Suez Environnement déclare la guerre à Veolia sur le marché de l'eau en Ile-de-France dans les Echos
Le renouvellement du plus gros contrat de délégation d'eau en Europe - un marché de plus de 350 millions d'euros par an - aiguise les appétits. Gérard Mestrallet, président de GDF Suez, et Jean-Louis Chaussade, directeur général de Suez Environnement, engagent une campagne offensive auprès des maires des 144 communes membres du Syndicat des eaux d'Ile-de-France.
Du jamais-vu ! Quelques mois avant la fin du contrat qui lie Veolia au Syndicat des eaux d'Ile-de-France (Sedif) - la plus importante délégation de service public en Europe avec 1 million de mètres cubes d'eau distribués chaque jour à 4,2 millions de Franciliens - Suez Environnement frappe un grand coup. Hier, les maires des 144 communes membres du Sedif ont reçu une lettre signée de Gérard Mestrallet, président de GDF Suez, et de Jean-Louis Chaussade, directeur général de Suez Environnement. Les deux hommes font savoir qu'ils seront candidats à l'appel d'offres en préparation. Surtout, ils osent réclamer ce que le bureau du Syndicat des eaux d'Ile-de-France n'a pas prévu : diviser le contrat en plusieurs parties.
Vote le 11 décembre
« L'allotissement est la garantie d'un meilleur choix pour le syndicat et d'un meilleur service pour les usagers en termes de qualité de l'eau, de tarification sociale et d'écoute des consommateurs. L'étendue du service à déléguer donne à l'opérateur sortant un avantage considérable. «Allotir» signifie respecter l'égalité entre les candidats et intensifier la concurrence », affirme le courrier.

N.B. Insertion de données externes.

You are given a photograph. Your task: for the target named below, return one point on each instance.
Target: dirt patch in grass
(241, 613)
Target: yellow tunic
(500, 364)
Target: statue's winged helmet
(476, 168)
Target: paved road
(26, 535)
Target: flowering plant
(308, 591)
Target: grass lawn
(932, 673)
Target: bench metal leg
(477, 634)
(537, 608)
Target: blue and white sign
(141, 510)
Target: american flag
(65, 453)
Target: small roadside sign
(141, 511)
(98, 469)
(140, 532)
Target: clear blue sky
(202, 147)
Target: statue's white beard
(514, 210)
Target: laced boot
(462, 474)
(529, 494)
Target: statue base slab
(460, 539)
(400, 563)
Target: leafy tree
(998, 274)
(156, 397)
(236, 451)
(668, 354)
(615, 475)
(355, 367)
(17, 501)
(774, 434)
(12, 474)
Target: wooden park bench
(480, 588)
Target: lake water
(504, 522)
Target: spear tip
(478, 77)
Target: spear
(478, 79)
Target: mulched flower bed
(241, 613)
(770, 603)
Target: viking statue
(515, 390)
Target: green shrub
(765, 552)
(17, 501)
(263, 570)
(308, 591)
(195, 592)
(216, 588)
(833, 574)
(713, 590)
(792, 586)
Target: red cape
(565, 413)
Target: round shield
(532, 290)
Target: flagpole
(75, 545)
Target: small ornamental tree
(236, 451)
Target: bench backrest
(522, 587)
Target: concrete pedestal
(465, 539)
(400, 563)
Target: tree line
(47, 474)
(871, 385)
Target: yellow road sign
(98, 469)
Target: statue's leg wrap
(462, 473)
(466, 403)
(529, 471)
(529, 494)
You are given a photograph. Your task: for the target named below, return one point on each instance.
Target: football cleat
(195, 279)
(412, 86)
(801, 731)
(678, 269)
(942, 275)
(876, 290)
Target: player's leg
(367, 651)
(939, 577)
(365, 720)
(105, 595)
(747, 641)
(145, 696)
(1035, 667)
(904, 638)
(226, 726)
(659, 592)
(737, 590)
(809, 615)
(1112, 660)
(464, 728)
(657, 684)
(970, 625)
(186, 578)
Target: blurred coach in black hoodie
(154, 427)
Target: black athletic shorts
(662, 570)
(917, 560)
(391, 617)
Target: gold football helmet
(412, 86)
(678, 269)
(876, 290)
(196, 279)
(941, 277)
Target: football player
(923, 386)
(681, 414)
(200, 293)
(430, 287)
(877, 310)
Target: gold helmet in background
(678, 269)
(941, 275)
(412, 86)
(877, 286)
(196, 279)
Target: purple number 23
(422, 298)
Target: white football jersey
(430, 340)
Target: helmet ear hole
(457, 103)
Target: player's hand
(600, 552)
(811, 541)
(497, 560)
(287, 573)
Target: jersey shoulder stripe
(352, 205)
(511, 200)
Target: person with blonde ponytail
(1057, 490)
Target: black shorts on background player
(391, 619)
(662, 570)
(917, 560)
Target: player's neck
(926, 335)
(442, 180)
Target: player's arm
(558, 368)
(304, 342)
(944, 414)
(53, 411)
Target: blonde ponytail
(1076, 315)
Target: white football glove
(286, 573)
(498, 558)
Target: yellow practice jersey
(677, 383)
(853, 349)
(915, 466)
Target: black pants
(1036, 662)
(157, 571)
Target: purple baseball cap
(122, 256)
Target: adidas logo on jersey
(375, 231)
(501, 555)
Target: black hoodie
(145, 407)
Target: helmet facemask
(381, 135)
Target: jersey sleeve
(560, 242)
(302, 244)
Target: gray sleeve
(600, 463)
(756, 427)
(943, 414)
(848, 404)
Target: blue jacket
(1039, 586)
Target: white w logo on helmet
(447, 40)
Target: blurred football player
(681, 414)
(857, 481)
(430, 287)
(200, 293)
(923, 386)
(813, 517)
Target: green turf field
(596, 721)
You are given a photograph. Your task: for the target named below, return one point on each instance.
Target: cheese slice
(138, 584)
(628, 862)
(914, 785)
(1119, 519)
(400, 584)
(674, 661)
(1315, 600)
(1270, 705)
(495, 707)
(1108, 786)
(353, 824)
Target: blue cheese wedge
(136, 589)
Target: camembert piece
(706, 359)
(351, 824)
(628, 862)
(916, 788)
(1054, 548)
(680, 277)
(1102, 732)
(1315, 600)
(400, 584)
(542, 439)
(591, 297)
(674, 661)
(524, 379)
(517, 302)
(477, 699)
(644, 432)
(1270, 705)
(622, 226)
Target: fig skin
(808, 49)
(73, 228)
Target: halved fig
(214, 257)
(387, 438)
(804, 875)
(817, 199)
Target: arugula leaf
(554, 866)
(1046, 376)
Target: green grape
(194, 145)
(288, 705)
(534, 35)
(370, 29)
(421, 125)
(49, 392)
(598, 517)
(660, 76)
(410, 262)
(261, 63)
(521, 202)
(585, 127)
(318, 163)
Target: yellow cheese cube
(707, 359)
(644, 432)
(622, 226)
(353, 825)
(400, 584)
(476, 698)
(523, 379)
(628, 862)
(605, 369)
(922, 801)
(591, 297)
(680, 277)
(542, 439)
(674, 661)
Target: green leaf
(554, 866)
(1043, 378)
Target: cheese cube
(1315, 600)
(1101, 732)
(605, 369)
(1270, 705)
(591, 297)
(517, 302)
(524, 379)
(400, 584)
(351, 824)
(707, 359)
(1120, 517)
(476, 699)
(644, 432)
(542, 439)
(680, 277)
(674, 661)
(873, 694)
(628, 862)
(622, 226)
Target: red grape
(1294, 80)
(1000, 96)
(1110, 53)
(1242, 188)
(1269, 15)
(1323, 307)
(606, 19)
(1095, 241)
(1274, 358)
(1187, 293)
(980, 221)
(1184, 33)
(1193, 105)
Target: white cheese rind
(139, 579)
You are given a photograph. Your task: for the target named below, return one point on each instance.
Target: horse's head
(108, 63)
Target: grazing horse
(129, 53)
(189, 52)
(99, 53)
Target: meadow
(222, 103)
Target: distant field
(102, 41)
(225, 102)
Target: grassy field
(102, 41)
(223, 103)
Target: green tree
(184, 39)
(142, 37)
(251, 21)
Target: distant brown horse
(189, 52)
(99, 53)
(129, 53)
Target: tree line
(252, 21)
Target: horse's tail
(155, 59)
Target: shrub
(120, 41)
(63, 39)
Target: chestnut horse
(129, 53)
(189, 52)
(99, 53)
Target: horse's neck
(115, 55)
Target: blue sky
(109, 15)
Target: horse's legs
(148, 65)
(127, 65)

A première vue, Suez Environnement (Lyonnaise des Eaux sur le marché français) joue contre son propre camp en faisant une telle demande et prend le risque de rater un marché de plus de 350 millions d'euros par an.
En fait, le groupe le reconnaît, il tente d'éviter de se faire écarter par un concurrent (Veolia Environnement, ex-Générale des Eaux) dont le contrat date de... 1962, avec une première attribution en 1923. Les 142 délégués représentant les 144 communes membres du Sedif sont appelés à voter le 11 décembre prochain sur le futur mode de gestion du syndicat. Le contrat de régie dite « intéressée » arrive à échéance fin 2010, un appel d'offres international doit être lancé au printemps prochain. Le Sedif a fait étudier quatre scénarios, deux en gestion directe avec régie publique et deux en gestion déléguée au privé. Il en ressort une économie possible de 40 à 45 millions d'euros par an ! Un chiffre que le Sedif ne conteste pas, alors que l'association de consommateurs UFC-Que Choisir avance une fourchette de 80 à 90 millions.
En octobre, le bureau du Syndicat s'est prononcé en faveur d'une délégation au privé, avec le système de la régie intéressée qui sera, affirme André Santini, secrétaire d'Etat chargé de la Fonction publique, maire d'Issy-les-Moulineaux et président du Sedif, « profondément rénovée, avec une maîtrise publique renforcée et un coût plus contrôlé ». C'est ce scénario qui sera proposé en décembre. Un choix contre lequel les élus de gauche s'élèvent. Ils veulent obtenir, comme à Paris, la création d'une régie publique. « Tous les arguments de bon sens montrent qu'elle donnerait une eau moins chère », justifie par exemple Philippe Kaltenbach, maire (PS) de Clamart. L'élu estime aussi que le choix d'une régie intéressée donne un avantage au sortant.
« La qualité et la sécurité ont été les premiers critères pour ce choix et non le prix », rétorque André Santini. Il affirme que les concurrents sont prêts à casser les prix pour obtenir ce marché colossal. L'élu verrait-il un inconvénient à ce que la Direction générale de la concurrence demande un allotissement du contrat ? « Si les autorités de tutelle le veulent, nous obéirons à leurs remarques », assure le président du Sedif.